第一章 青天霹靂 あと377日

二〇一五年

十二月二十二日(火)

今日はリハビリの日だ。理学療法士の小松さんには、何かで入院するたびに、ずっと前から世話になっているらしい。

握力は両手とも充分に強い。それで心強く思っていたところが、そのぶん、開く力が極端に鈍くなってきており、特に右手は握ったきり開く・離すという事がとても困難である。

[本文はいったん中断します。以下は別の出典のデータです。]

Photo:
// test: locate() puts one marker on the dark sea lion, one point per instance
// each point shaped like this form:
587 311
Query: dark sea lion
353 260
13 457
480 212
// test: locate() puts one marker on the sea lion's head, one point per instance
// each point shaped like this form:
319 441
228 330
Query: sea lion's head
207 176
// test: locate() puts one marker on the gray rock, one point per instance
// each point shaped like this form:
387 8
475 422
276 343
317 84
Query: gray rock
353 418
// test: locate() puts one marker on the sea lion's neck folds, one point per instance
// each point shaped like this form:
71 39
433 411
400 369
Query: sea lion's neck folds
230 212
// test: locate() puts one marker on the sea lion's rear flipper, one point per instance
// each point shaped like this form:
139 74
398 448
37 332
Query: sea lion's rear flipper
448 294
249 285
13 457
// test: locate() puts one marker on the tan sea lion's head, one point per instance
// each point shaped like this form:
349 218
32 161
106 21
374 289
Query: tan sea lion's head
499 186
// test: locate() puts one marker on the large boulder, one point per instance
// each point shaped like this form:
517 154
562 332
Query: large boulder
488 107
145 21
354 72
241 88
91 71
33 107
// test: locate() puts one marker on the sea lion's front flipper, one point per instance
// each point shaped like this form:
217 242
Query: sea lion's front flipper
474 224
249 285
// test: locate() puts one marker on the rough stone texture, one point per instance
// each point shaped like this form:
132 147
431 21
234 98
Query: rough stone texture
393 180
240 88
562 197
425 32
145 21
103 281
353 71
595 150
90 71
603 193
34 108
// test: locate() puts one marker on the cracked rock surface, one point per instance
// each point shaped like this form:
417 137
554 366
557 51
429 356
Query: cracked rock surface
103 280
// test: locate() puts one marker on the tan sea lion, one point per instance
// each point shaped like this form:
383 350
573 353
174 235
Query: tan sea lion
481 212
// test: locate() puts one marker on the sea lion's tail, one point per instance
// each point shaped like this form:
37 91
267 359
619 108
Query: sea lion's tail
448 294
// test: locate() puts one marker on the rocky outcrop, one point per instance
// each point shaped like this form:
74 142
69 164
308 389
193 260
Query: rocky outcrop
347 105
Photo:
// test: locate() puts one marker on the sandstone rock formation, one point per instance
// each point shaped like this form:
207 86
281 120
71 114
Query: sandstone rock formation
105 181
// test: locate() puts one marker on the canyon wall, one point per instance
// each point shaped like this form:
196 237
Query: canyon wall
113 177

それは肘・膝・股関節の曲げ伸ばしも同様で、この病気に限らず、とかく年寄りは閉じるより開く力の方が衰えがちになるので、「握って……、開いて……」と、声をかけながら根気よく訓練するよう教えられた。

十二月二十三日(水)

昼過ぎ、「病院でコンサートやるんだって、連れてって……」と、興奮した声で電話があった。院内レクリエーションで“クリスマスコンサート”を催すのだそうだ。

それが、この日の主役、増澤さんとの初対面であった。ところが、母は先(せん)より見知っていたらしく、どこかのカラオケ大会で何度かお目にかかっているようだ。増澤さんはプロの歌手ではないが、音楽審査員という肩書きを持ち、この界隈では“歌の上手いおじさん”として有名らしい。